Recent advances in Deep Neural Networks (DNNs) have enabled significant progress in technological challenges such as voice/facial recognition, language translation and image recognition. Yet DNNs remain vulnerable to a class of hidden attacks called "backdoor" or "Trojan" attacks, where hidden rules are trained into a model which only become active on model input with some unusual properties, comprising a "trigger." They are strong enough that the presence of a small, inconspicuous trigger can make the model produce unexpected (and often erroneous) results, e.g., recognize anyone with a black ankh tattoo as a predetermined celebrity. Despite recent efforts, these attacks remain poorly understood, and robust defenses remain elusive. This project studies this class of attacks in depth to understand their potential impact on real machine learning systems and potential defenses.
More specifically, the project will first catalog the breadth of backdoor attacks across multiple domains (and potential defenses), including images (facial and object recognition), text (natural language processing and sentiment analysis), and audio (speaker recognition and voice transcription).
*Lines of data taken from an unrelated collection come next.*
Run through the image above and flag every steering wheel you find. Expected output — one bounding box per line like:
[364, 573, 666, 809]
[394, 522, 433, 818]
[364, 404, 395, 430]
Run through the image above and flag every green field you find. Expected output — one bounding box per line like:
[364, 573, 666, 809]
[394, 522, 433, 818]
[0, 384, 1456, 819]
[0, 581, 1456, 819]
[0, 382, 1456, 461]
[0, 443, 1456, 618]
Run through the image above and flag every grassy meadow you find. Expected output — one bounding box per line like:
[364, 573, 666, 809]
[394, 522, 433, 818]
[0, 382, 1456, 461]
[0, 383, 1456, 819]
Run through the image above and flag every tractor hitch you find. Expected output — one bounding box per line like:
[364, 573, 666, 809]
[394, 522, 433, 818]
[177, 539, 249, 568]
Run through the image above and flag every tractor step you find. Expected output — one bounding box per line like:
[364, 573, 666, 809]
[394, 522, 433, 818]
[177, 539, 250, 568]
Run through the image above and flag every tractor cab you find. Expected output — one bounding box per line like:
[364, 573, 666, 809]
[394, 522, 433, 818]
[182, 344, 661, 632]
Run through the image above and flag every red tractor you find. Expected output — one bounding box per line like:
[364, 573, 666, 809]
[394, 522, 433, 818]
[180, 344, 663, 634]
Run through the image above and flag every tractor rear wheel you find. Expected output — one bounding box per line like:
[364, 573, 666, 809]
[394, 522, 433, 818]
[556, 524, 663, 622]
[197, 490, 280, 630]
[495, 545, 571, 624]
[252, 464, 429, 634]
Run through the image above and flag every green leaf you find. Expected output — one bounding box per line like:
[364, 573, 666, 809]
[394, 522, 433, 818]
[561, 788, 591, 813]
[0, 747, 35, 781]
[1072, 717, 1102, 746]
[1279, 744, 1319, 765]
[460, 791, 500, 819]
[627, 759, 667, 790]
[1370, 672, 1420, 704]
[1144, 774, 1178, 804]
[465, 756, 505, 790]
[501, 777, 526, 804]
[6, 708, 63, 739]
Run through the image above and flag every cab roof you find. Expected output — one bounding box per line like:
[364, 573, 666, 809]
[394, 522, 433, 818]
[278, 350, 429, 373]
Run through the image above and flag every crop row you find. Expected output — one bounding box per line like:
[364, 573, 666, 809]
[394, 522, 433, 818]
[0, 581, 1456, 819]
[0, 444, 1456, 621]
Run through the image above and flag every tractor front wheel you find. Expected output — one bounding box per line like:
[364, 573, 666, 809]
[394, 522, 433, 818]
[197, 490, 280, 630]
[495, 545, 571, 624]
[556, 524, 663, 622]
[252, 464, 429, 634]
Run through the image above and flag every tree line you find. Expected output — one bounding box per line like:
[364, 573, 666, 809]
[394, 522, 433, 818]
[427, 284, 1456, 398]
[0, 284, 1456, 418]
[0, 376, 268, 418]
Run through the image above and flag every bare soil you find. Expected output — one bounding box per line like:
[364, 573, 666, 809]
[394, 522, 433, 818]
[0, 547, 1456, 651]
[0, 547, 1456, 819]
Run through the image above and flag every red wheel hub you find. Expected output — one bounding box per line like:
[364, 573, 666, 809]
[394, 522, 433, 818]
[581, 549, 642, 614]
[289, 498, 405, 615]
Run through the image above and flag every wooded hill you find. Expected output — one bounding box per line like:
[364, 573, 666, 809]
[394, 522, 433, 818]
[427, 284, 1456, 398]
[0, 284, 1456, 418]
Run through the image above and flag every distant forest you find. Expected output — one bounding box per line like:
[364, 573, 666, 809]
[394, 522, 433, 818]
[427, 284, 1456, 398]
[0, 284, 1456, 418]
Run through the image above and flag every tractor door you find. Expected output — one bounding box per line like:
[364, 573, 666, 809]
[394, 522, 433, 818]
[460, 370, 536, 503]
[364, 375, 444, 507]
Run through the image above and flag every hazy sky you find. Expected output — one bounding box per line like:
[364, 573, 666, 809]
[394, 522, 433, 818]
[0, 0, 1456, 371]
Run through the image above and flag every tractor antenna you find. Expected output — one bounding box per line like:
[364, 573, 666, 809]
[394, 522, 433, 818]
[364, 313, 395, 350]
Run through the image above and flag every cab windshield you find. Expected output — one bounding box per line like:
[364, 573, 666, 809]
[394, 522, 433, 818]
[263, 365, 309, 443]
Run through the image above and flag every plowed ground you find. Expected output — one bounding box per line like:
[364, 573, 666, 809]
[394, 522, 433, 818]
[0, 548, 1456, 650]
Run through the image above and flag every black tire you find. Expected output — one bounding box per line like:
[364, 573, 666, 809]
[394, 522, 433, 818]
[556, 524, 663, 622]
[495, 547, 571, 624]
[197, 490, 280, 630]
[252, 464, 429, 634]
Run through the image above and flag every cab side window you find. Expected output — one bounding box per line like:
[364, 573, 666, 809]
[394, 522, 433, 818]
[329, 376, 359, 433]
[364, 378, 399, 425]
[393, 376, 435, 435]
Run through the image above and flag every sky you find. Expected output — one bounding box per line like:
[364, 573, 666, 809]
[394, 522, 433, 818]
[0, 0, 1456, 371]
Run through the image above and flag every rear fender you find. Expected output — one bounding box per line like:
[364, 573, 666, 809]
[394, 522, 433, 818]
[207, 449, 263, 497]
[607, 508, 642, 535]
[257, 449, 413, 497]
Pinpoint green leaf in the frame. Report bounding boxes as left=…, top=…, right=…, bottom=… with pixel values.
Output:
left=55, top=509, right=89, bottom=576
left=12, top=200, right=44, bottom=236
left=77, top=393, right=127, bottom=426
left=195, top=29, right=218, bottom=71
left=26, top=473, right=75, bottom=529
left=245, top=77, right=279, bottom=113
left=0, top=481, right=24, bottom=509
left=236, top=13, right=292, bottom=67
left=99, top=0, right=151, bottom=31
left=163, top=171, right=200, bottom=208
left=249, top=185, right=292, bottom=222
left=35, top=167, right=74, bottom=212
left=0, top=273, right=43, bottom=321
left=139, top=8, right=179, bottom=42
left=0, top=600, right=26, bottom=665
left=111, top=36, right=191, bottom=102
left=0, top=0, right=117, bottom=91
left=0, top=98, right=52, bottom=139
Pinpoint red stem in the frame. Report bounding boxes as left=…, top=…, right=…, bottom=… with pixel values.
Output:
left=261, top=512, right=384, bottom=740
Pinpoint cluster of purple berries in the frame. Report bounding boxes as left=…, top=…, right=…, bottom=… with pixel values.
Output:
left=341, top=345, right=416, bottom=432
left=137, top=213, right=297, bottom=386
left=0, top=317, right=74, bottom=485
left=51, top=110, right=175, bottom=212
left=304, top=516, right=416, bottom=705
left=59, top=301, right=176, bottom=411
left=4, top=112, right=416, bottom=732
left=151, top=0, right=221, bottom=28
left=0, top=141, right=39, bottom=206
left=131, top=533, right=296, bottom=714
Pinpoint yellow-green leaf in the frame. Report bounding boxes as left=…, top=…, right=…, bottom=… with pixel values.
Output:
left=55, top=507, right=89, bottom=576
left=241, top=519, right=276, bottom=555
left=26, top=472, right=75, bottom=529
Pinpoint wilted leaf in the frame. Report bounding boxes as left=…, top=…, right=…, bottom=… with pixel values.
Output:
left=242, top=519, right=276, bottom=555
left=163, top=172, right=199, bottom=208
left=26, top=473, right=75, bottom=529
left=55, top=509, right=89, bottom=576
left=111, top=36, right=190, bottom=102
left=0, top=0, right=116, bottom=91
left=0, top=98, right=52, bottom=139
The project will then explore their practical implications outside the digital domain, including backdoor attacks in the physical world (such as on facial recognition), and advanced backdoors that coexist with transfer learning, the prevailing method for sharing DNN models today. Finally, the project will explore potential positive uses of backdoors as model-training tools, spawning a novel protection mechanism for DNN models, by trapping adversarial attacks with honey-pots built using backdoor techniques. The techniques will incorporate evaluation of both advanced attacks and defenses across a broad range of applications, datasets and models, and whenever possible, experiments in the physical domain. Successful results from this project should alert security professionals to the risk of backdoors in DNNs, while providing the software and algorithmic tools necessary for robust defenses.
This award reflects NSF's statutory mission and has been deemed worthy of support through evaluation using the Foundation's intellectual merit and broader impacts review criteria.